Los planos muestran en forma progresiva y lento in crescendo, lo latente de ese fervor del deseo que está en estado de evolutiva ebullición como la tormenta de verano –pieza musical– que estallará de un momento a otro, aun cuando el agua no cambie el curso de los acontecimientos predestinados para ambas, aun así la tormenta vendrá.

El amor romántico siempre ha sido en la narrativa un amor sin esperanzas, un amor cercenado, castrado por la moral o las reglas de la sociedad que lo enmarca. No es menor, el plano en el que vemos a una de estas mujeres mirando desde las rocas que dan a la orilla del mar cual un cuadro de Friedrich, el romántico alemán, pintor que ha unido tres conceptos en uno amor – naturaleza y tragedia.

La vivencia cronológica del amor, el paso a paso camina por las dos voces, las dos miradas de forma permanente creando complicidad, intimidad, tal vez eso que en un filme masculino llamaríamos fraternidad. No quiero utilizar sororidad, que evoca otras significaciones, sino que prefiero hablar de un filme que propone al amor como acto de auto definición de identidad.

Las actuaciones evaden los clichés de la interpretación de época y sus amaneramientos, aunque el filme se pelee con la incesante necesidad de reafirmar valores acerca de y sobre el feminismo en la actualidad de forma sobre marcada e innecesaria rozando lo obvio y lo subrayado, cuando esencialmente estamos en las manos de un filme que es pura exquisitez y no necesita trazos gruesos ni exposiciones explícitas.

The storm, el tercer movimiento del Concierto de verano, de las Cuatro estaciones en violín de Antonio Vivaldi, el movimiento rápido –presto– es el leit motiv de varios momentos de este relato, y en especial de dos escenas claves. Una en la que Marianne lo toca en el piano para Heloise, y otra al final en la escena monumental del teatro que cierra esta obra fílmica.

No es azaroso que también se cite al Mito de Orfeo semi dios de la música, quien rompiendo la regla de los dioses se da vuelta a mirar a su esposa que regresa del mundo subterráneo y la pierde en los brazos de Hades, el dios de los submundos.
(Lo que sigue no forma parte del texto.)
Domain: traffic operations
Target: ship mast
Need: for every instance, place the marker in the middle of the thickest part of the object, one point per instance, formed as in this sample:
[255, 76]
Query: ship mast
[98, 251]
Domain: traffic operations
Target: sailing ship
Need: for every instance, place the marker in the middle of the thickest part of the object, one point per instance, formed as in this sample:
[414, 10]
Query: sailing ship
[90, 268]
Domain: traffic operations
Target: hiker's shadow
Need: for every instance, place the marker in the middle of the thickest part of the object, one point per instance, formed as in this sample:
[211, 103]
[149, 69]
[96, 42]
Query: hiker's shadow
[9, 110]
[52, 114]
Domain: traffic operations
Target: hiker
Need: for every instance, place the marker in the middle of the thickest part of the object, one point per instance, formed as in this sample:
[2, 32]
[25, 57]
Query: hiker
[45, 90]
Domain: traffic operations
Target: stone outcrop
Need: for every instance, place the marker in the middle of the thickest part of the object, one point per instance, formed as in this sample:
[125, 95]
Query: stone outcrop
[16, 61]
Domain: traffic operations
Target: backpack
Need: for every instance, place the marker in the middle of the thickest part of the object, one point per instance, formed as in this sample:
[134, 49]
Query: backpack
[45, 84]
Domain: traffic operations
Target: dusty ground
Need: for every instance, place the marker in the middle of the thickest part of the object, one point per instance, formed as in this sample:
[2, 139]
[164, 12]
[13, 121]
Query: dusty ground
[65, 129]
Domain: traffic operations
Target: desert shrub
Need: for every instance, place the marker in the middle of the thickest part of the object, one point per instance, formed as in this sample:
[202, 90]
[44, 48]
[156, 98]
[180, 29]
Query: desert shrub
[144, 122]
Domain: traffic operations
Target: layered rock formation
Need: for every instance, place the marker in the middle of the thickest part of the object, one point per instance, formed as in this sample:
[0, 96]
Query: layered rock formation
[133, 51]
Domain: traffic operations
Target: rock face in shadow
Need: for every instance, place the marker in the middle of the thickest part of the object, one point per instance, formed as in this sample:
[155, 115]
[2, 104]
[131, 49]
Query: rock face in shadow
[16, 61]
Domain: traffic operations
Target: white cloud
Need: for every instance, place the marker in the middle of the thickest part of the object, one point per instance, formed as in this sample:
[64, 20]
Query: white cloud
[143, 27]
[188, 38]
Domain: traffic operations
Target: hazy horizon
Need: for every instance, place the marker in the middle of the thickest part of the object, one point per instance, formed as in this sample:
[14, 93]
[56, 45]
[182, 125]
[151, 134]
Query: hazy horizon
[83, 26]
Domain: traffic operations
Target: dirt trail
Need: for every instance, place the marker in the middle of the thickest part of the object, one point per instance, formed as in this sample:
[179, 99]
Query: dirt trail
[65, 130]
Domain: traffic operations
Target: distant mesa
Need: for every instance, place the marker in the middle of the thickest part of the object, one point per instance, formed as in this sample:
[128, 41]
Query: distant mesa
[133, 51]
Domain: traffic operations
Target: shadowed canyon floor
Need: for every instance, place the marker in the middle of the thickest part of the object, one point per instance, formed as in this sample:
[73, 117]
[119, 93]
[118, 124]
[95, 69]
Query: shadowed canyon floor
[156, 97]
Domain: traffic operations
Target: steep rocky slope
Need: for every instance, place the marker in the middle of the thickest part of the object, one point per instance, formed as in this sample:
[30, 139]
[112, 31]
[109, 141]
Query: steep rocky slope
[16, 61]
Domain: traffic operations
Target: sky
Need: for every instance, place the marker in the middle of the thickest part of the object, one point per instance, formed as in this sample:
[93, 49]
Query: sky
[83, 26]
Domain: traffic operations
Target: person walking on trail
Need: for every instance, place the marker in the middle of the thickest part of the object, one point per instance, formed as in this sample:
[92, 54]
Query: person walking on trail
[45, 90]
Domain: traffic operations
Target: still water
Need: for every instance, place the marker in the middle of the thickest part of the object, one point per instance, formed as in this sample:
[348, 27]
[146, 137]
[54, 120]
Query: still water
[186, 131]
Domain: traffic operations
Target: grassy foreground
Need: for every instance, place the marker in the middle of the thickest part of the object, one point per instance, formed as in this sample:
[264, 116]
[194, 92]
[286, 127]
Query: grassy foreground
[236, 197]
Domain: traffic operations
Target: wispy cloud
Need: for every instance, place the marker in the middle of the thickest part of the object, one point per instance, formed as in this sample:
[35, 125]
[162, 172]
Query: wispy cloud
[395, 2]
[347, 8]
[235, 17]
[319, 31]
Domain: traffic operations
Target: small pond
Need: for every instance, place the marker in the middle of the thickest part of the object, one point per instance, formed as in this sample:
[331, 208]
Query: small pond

Al final la música y antes la pintura. Llegamos en un lento paso a paso al plano final. Un lento travelling in y la cámara decide quedarse allí detenida en Heloise, observándola de perfil mirar fuera de cuadro, mirar el pasado, mientras las notas vuelan vertiginosas, como el pincel que la ha retratado, los sonidos dibujan un rostro que evoca. Todo lo que allí no se ve está sucediendo: el deseo, la pasión, el amor y la pérdida. En unos instantes un plano fijo vive sostenido por Vivaldi y lo emocionante es todo lo que excede a ese plano. Eso no es pronunciable, no debería haber una palabra que defina ese fuera de campo que es todo lo que hay y todo lo que ya no.